10. The tenant demand processing method of claim 5, wherein, The method includes: In response to the tenant's frontend request to perform common requirements, the product interface is invoked, and the judgment logic in the product interface is executed to return an empty value; Based on the tenant's call to the product interface, the code method in the abstract class partition is called and executed. The code method includes a third method and its corresponding implementation logic for the common requirements.

11. The tenant demand processing method of claim 7, wherein, The method further includes: Define a generic class partition associated with the abstract class partition, wherein the generic class partition is configured to return a null value when invoked and is shared by the multi-tenant; When a specific class partition type is not obtained, the code method in the general class partition is called and executed, thereby not executing the tenant's customized requirements.

12. The tenant demand processing method as described in any one of claims 8 to 10, characterized in that, The method further includes: Define a generic class partition associated with the abstract class partition, wherein the generic class partition is configured to return a null value when invoked and is shared by the multi-tenant; When a specific class partition type is not obtained, the code method in the general class partition is called and executed, thereby not executing the tenant's customized requirements.

13. A tenant demand processing apparatus for multi-tenant architecture services, characterized in that, The device includes: The first definition unit is used to define the product interface for tenant front-end calls, and the product interface has specific class partition type judgment logic; The second definition unit is used to define the abstract class partition associated with the product interface; The third definition unit is used to define multiple concrete class partitions associated with the abstract class partition.
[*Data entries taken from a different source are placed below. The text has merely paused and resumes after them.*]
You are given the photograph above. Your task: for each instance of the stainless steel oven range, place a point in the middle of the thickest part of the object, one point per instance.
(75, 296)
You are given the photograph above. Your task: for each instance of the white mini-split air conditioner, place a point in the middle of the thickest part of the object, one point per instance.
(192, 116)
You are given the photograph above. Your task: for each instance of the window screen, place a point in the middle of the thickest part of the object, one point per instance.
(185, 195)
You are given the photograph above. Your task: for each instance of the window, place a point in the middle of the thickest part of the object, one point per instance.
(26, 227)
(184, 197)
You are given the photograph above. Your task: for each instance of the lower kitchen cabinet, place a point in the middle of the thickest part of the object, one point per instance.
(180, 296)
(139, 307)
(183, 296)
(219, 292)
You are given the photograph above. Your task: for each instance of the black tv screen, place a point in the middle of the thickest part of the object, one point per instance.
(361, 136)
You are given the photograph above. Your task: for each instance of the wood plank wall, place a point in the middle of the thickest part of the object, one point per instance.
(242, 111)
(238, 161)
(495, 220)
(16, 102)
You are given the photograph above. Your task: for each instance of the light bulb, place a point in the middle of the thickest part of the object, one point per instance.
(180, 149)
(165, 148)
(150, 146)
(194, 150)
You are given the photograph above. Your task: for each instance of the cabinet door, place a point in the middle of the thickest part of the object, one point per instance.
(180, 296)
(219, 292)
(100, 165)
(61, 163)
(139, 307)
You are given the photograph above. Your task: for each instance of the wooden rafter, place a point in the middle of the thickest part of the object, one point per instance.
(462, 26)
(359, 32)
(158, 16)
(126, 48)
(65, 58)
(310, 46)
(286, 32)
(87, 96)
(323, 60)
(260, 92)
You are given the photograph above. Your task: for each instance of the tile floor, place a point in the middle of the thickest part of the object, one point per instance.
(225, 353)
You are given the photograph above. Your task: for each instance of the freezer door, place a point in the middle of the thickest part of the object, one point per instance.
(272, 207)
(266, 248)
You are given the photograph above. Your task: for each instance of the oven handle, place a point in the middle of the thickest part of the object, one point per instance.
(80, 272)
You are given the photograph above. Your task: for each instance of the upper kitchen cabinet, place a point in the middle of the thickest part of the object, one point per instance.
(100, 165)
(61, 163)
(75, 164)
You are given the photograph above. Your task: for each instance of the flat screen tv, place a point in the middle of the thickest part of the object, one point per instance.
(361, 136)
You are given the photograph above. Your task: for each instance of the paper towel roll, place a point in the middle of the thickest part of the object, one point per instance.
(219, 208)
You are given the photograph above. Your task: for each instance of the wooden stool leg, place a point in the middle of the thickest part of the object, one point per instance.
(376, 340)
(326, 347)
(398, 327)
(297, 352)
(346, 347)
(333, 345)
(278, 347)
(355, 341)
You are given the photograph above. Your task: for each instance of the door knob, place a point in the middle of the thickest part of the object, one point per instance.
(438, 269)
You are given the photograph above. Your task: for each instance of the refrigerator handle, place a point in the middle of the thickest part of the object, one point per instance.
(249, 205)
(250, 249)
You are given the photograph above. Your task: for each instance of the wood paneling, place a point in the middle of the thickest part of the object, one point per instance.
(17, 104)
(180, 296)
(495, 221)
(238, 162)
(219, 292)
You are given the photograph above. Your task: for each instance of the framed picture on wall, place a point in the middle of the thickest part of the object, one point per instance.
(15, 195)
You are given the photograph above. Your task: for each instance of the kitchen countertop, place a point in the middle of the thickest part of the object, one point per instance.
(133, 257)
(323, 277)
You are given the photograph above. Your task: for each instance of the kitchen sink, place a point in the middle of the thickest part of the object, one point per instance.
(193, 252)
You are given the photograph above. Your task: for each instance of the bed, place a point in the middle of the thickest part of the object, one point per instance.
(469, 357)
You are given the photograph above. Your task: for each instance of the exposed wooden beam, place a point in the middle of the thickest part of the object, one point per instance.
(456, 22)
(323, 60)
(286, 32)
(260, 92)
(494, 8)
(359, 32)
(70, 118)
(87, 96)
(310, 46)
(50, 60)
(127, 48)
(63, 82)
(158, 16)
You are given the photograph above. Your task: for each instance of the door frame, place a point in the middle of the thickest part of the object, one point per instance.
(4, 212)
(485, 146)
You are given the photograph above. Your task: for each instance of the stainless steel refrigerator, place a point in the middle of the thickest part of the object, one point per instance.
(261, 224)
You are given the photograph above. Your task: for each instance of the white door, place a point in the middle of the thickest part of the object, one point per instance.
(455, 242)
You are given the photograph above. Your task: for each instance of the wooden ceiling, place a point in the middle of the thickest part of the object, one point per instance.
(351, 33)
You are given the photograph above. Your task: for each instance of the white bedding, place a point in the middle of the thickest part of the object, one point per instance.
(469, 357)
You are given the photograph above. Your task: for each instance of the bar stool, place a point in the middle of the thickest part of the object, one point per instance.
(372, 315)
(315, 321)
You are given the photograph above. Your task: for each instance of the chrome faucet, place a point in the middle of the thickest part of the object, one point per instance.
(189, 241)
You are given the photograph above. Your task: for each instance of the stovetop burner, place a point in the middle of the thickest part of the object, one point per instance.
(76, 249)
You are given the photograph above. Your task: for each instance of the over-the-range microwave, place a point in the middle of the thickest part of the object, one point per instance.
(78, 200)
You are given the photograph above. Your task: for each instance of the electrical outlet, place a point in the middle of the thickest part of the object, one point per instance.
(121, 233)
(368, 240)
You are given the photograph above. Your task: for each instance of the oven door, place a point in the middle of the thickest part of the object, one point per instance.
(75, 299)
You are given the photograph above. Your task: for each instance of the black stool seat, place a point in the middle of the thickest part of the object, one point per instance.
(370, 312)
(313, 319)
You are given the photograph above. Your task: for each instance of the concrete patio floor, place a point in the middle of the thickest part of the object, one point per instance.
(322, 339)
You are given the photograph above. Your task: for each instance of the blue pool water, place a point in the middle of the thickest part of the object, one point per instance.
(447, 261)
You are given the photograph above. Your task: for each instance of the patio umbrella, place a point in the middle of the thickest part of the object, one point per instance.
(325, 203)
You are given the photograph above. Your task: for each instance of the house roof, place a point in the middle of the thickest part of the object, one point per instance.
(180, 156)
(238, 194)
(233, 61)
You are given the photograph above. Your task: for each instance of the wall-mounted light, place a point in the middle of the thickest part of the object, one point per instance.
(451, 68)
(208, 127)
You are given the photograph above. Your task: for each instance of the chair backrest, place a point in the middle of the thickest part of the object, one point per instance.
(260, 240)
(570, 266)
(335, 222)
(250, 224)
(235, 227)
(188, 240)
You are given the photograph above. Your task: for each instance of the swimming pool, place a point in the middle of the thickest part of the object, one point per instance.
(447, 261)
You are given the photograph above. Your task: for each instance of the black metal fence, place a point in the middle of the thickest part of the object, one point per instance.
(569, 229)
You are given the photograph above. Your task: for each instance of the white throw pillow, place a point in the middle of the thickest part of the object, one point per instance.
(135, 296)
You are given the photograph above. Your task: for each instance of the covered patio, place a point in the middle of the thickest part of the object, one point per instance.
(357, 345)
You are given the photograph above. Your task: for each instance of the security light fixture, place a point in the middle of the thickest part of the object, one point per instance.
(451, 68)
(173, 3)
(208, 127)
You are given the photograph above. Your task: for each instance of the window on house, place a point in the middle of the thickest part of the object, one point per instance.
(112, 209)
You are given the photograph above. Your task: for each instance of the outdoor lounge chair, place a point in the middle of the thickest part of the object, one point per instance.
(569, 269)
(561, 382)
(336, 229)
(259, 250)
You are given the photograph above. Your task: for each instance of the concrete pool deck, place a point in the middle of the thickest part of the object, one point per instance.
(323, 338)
Each concrete class partition corresponds to a tenant. In its respective concrete class, no implementation logic for the customized requirements of other tenants other than the tenant corresponding to its own category is configured. The first configuration unit is used to configure a first abstract method corresponding to the first customization requirement in the abstract class partition according to the first customization requirement specific to the first tenant in the multi-tenant; The second configuration unit is used to configure the implementation logic of the first customization requirement in the first specific class partition corresponding to the first tenant, based on the first customization requirement specific to the first tenant.

14. An electronic device, characterized in that, include: Memory, used to store one or more programs; processor; When the one or more programs are executed by the processor, the method as described in any one of claims 1-12 is implemented.